En primer lugar, la compasión por tantas muertes. Desde algún mes del 2020, cuando vuelva a patear mi querida calle ovetense de la Magdalena de toda la vida –algo que creo y espero– sentiré dolorido que ya no estén conmigo muchos hermanos de mi mundo, que ese maldito virus les apartó del camino, aunque la mayoría no tengan rostro ni nombre conocido. La compasión para los cristianos tiene nombre de misericordia y el Papa Francisco dijo cosas sublimes sobre esta virtud en un año, el 2015, dedicado precisamente a ella (El rostro de la misericordia).

Además, trataré de convencerme de que no puedo vivir como vivía. Que mi mochila diaria estaba cargada de trastos tan inútiles como efímeros. Que no se puede andar toda la vida tan cargado y teniendo tantas cosas. Que para entrar en “la tierra nueva y los cielos nuevos” no merece la pena esclavizarse con lo inútil. Y trataré de hacerlo también por el amor a la “Madre tierra”, demasiado débil ya para soportar tantas cosas innecesarias, tantos objetos propios de la “cultura del descarte”, como decía nuestro Papa en un bellísimo escrito, bebiendo de las fuentes más profundas de la Biblia y del santo de Asís (“Laudato si’. Sobre el cuidado de la casa común”) Que ese posible vacío inicial de mi mochila personal, cuando se produzca, el mío y el de mis hermanos, se pueda llenar de nuevo con mil solidaridades.

También tratare de superar el miedo y la desconfianza hacia los compañeros de viaje dedicados a la política, de cualquier color que sean y sin fijarme demasiado en sus siglas y colores, aunque no resultará fácil por mi tradición personal y mis convicciones. Que todos los que se dedican con dedicación exclusiva a la política, con ellos, construyamos la verdadera utopía, la polis ideal de los griegos, bien afincada en la paz que nace de la justicia, el respeto, la igualdad y la felicidad de todos sus componentes, en especial de los más débiles y desvalidos: la ciudad de la paz que San Agustín definía como “tranquilidad en el orden”, pero el orden justo, aunque el obispo de Hipona no lo explicitara. ¿No podemos soñar que de la derrota y de las cenizas del señor Coronavirus surgirá –xorrecerá como decimos tan guapamente en asturiano– un mundo más humano, más solidario y, por ello, según mis convicciones, más cristiano?

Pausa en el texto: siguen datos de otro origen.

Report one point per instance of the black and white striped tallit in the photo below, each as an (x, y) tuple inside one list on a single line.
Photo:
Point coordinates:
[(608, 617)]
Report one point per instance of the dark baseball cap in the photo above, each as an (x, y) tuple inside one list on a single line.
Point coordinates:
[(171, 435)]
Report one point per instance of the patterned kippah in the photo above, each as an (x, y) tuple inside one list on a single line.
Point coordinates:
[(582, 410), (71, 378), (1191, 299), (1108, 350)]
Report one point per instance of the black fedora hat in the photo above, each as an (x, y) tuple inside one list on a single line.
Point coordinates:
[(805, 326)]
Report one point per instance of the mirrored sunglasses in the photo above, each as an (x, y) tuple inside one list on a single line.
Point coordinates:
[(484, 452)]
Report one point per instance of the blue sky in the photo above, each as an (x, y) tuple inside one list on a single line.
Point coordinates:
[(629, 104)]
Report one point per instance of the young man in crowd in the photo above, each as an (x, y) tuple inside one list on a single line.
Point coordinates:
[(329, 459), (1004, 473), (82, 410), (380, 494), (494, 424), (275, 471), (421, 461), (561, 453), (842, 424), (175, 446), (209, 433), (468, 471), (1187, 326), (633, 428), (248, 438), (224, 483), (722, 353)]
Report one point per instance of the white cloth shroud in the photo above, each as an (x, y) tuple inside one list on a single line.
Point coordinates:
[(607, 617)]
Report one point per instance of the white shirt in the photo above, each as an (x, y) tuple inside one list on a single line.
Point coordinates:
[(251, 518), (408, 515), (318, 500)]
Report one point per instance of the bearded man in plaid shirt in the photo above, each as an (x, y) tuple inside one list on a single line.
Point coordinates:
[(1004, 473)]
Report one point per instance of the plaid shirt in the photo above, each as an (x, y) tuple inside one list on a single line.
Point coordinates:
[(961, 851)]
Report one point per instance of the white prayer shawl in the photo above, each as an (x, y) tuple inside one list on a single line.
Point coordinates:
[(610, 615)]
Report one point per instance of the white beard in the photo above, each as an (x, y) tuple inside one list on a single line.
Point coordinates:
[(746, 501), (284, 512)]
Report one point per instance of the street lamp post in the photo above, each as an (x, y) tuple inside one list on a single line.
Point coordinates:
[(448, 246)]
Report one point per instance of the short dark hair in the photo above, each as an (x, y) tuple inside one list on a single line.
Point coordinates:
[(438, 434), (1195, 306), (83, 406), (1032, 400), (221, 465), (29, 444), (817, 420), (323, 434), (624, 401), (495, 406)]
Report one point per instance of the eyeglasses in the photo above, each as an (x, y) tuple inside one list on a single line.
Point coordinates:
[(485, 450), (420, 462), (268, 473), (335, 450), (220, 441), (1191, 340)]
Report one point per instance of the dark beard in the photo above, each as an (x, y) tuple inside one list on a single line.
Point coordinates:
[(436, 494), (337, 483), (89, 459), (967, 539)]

Y seguiré creyendo en la ciencia, pero con mucha más humildad, sabiendo que ese universo feliz no será un producto exclusivo de los científicos. Que ese señor COVID-19 siga campeando casi a sus anchas por cientos de laboratorios del mundo entero, y de primerísima generación, da mucho que pensar.

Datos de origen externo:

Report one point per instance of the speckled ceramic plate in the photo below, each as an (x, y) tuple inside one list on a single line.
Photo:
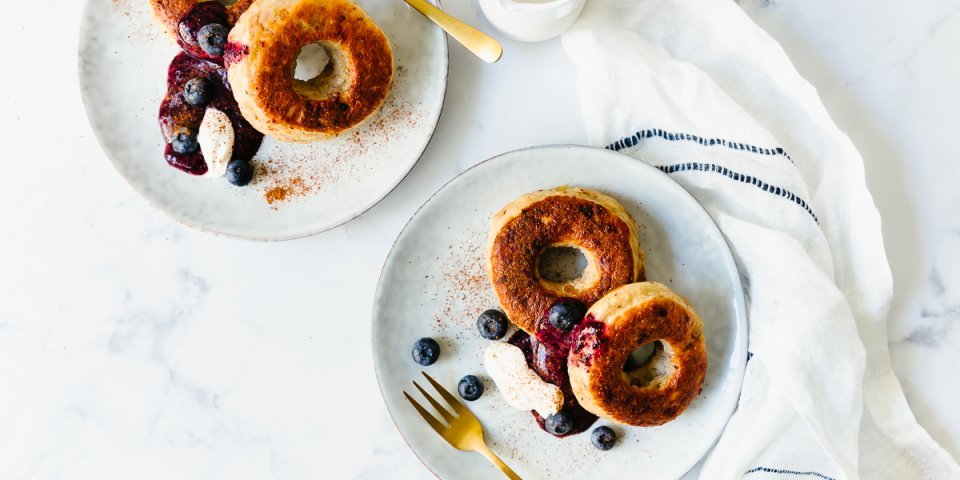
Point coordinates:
[(434, 284), (299, 190)]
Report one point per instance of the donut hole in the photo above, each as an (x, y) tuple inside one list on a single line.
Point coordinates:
[(320, 71), (566, 269), (650, 364)]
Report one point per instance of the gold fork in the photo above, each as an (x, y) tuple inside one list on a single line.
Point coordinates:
[(481, 44), (462, 431)]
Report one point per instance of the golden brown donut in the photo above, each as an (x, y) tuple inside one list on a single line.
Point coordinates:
[(562, 217), (659, 389), (261, 56), (169, 12)]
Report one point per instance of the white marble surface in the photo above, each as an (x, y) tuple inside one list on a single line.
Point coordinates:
[(133, 347)]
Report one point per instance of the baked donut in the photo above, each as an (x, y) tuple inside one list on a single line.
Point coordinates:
[(587, 220), (659, 389), (169, 12), (261, 56)]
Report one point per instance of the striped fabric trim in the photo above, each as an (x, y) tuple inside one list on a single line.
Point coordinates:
[(740, 177), (788, 472), (632, 140)]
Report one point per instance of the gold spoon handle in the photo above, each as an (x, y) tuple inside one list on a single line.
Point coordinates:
[(481, 44)]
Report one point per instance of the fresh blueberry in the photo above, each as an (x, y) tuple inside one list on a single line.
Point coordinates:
[(566, 312), (198, 91), (426, 351), (184, 140), (470, 388), (603, 438), (212, 38), (559, 423), (492, 324), (239, 172)]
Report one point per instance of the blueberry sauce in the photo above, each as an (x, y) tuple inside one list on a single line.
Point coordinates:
[(546, 353), (588, 341), (176, 113)]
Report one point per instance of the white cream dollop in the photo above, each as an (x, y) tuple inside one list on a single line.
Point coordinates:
[(216, 138), (521, 387)]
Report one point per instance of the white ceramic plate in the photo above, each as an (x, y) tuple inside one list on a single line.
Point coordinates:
[(434, 285), (123, 67)]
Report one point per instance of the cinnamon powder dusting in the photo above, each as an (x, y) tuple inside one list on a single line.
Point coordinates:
[(288, 172)]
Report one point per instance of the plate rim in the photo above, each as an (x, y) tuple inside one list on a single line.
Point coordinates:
[(739, 298), (82, 43)]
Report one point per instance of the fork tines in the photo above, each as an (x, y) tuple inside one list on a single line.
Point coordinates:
[(451, 401)]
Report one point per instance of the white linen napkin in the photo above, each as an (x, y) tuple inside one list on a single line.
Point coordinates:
[(696, 89)]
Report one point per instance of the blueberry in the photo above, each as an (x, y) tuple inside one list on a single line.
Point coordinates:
[(198, 91), (212, 38), (239, 172), (558, 424), (492, 324), (470, 388), (566, 312), (184, 140), (426, 351), (603, 438)]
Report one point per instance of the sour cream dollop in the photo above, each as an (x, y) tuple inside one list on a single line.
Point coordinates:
[(216, 137)]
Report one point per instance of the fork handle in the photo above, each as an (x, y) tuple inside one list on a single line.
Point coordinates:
[(494, 459)]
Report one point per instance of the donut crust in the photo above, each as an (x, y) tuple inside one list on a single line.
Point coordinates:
[(575, 217), (660, 389), (261, 57)]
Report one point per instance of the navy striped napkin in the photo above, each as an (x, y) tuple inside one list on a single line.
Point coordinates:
[(697, 90)]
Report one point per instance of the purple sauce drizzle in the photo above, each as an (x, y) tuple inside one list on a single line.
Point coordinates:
[(175, 112), (546, 354)]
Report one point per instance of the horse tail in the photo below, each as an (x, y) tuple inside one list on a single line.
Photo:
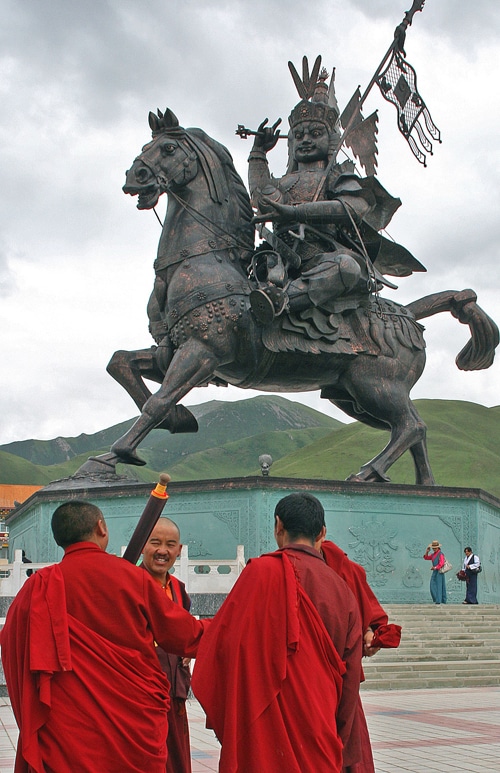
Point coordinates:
[(479, 351)]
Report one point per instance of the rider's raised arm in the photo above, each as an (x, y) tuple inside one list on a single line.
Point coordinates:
[(259, 177)]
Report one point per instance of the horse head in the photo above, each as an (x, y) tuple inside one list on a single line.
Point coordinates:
[(168, 162)]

Como medicina y antídoto contra el miedo, fácil de recomendar sin receta, me repito con frecuencia el poema de un poeta alemán –político además– del siglo XIX llamado F. W. Webwer: “Mucho pan crece en la noche del invierno. / Porque bajo la nieve verdea fresca la semilla; / solo cuando en primavera ríe el sol, /percibes lo bueno que el invierno ha hecho. / Si el mundo te parece aburrido y hueco / y los días son ásperos y duros para ti, / quédate quieto y pon atención al cambio: / en la noche invernal crece mucho pan”. Y no podemos olvidarnos de que estamos estrenando primavera y que abrazaremos con ternura a nuestros amigos que siguen estando ahí.